臨床心理学とは、心に問題をかかえている人に寄り添い、問題の解決を援助するための学問であり、その基礎となるのは、実験心理学や一般心理学です。本学では、1〜2回生で、基礎的な心理学の勉強や実験をしっかり行うので、物事を論理的に考えられる素地ができます。さらにレポートの書き方もきっちり添削指導されるため、卒業論文もしっかりしたものが書けるようになります。3回生からはそれをベースに、臨床心理学を学んで、一人ひとり独自の存在としての人間に関わっていく方法を学びます。

大学に入ってから臨床心理学を知り、そこで出会った先生方の影響もあり、いつの間にか臨床心理士をめざすようになりました。中でも最も影響されたのが久保克彦先生。
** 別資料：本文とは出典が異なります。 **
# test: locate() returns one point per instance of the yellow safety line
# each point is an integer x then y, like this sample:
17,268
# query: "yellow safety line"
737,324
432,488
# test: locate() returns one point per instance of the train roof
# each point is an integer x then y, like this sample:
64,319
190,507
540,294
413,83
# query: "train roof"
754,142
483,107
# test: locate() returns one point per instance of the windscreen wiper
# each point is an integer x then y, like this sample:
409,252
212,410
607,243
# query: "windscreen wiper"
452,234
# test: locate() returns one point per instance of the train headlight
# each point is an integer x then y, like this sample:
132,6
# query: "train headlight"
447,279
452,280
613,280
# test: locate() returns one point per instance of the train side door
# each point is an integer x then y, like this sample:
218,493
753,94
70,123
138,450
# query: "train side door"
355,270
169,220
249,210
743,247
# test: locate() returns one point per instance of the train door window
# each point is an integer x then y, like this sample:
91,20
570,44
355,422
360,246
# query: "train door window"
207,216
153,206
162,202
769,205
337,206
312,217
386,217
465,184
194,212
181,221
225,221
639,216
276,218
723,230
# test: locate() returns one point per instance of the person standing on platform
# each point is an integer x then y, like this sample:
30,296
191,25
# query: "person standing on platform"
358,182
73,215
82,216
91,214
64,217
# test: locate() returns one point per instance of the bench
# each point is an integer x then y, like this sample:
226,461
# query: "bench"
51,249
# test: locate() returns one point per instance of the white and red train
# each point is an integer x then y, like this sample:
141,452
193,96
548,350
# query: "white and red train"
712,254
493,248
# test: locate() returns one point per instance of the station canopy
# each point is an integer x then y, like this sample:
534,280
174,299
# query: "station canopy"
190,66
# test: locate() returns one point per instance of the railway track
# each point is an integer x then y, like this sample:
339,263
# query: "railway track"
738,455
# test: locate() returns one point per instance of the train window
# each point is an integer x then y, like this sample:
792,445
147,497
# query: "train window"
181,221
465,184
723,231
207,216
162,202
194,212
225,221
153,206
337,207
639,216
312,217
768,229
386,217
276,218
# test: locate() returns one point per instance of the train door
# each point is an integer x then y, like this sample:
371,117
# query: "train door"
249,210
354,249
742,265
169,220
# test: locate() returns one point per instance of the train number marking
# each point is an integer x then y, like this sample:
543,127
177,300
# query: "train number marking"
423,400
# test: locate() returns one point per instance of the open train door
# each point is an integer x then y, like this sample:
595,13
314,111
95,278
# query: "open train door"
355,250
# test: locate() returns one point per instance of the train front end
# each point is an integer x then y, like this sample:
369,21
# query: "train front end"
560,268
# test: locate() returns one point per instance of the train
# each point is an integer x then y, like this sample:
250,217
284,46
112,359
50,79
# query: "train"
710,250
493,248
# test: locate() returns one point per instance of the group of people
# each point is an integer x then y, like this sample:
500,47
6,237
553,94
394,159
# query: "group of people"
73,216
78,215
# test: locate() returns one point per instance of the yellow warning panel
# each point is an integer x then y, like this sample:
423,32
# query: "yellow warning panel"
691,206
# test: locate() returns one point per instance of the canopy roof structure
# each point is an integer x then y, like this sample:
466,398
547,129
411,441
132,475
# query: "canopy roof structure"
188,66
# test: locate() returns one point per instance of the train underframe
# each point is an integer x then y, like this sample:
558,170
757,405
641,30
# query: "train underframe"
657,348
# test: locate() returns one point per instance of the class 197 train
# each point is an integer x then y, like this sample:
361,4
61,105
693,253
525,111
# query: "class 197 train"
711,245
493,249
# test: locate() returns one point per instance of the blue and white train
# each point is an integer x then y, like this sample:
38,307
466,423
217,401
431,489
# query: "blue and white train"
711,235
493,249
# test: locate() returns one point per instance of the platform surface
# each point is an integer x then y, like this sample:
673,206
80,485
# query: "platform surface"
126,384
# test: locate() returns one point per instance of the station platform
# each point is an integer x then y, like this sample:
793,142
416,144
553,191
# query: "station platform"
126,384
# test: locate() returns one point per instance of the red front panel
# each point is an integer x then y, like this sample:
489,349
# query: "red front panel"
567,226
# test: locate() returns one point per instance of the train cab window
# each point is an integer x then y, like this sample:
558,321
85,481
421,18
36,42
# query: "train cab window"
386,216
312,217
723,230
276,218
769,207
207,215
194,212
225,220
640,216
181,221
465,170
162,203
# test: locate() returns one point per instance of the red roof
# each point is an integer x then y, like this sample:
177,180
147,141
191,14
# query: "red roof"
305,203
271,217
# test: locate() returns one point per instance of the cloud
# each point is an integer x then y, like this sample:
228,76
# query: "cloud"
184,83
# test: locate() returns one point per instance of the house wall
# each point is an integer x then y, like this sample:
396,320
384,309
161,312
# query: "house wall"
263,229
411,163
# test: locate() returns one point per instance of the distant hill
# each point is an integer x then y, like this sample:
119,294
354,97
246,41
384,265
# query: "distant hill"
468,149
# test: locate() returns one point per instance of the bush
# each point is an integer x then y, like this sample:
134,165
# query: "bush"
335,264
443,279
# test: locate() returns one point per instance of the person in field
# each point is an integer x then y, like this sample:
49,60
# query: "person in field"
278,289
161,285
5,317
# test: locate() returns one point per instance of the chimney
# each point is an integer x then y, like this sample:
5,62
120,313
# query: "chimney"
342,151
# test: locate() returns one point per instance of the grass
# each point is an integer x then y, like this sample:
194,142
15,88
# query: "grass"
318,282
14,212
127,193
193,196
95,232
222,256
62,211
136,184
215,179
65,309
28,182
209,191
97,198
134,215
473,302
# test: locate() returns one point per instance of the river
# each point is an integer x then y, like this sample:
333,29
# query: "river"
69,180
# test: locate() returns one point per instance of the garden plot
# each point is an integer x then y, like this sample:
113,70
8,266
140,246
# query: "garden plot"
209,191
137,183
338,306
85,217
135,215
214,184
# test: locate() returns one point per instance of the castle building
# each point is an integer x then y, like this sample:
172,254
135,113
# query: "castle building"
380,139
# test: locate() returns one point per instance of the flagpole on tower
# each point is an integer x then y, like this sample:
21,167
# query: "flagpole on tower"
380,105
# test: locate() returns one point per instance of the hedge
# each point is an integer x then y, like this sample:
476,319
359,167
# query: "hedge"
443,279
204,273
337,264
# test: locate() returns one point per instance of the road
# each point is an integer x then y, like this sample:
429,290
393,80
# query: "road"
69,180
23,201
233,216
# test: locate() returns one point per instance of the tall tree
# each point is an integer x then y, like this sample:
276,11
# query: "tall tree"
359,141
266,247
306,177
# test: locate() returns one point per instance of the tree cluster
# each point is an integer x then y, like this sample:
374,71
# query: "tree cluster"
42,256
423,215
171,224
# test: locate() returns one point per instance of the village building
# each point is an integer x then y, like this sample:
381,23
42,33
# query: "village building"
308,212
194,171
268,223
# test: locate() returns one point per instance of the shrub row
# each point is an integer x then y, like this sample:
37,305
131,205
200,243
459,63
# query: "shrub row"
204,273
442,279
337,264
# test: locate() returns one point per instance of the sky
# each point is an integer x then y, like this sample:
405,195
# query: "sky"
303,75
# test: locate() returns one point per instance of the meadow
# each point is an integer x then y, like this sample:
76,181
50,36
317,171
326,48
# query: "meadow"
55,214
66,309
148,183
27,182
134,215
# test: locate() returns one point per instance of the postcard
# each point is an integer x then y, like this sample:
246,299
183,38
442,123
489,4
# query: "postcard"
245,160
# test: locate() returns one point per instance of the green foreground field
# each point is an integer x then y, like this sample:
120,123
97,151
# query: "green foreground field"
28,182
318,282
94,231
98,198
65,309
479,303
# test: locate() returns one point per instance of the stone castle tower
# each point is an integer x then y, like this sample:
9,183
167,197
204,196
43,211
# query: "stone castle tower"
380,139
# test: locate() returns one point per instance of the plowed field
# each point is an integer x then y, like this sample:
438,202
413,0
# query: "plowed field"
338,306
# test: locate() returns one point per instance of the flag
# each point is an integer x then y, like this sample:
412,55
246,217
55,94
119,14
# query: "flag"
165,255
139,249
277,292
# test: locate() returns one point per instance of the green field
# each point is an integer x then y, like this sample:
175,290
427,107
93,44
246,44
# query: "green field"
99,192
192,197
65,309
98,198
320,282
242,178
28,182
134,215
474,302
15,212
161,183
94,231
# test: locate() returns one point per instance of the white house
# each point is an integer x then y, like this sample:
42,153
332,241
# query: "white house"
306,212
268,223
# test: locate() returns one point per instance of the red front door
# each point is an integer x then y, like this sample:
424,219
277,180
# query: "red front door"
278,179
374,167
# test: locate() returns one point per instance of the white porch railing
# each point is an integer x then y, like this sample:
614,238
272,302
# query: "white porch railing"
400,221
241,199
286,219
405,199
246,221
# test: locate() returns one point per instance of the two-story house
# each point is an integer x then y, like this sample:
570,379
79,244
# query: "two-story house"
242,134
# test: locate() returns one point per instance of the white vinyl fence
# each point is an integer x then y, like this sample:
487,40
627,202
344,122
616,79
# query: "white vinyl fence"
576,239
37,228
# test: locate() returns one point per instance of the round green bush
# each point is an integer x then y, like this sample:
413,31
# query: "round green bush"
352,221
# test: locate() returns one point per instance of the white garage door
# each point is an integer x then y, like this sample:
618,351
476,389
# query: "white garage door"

久保先生のゼミで一番印象的だったのが、“ヨコの関係”についてお話しされたことです。「医者と患者の関係は“治す・治される”という上下関係ですが、臨床心理士はそうではありません。患者さんから学ぶことも多く、言ってみれば“教え・教えられる”ヨコの関係です。治してあげようという態度で臨むとかえってコミュニケーションがうまくとれず、疲れてしまいます」。久保先生の教えを常に心掛けながら、毎日子どもたちに接するようにしています。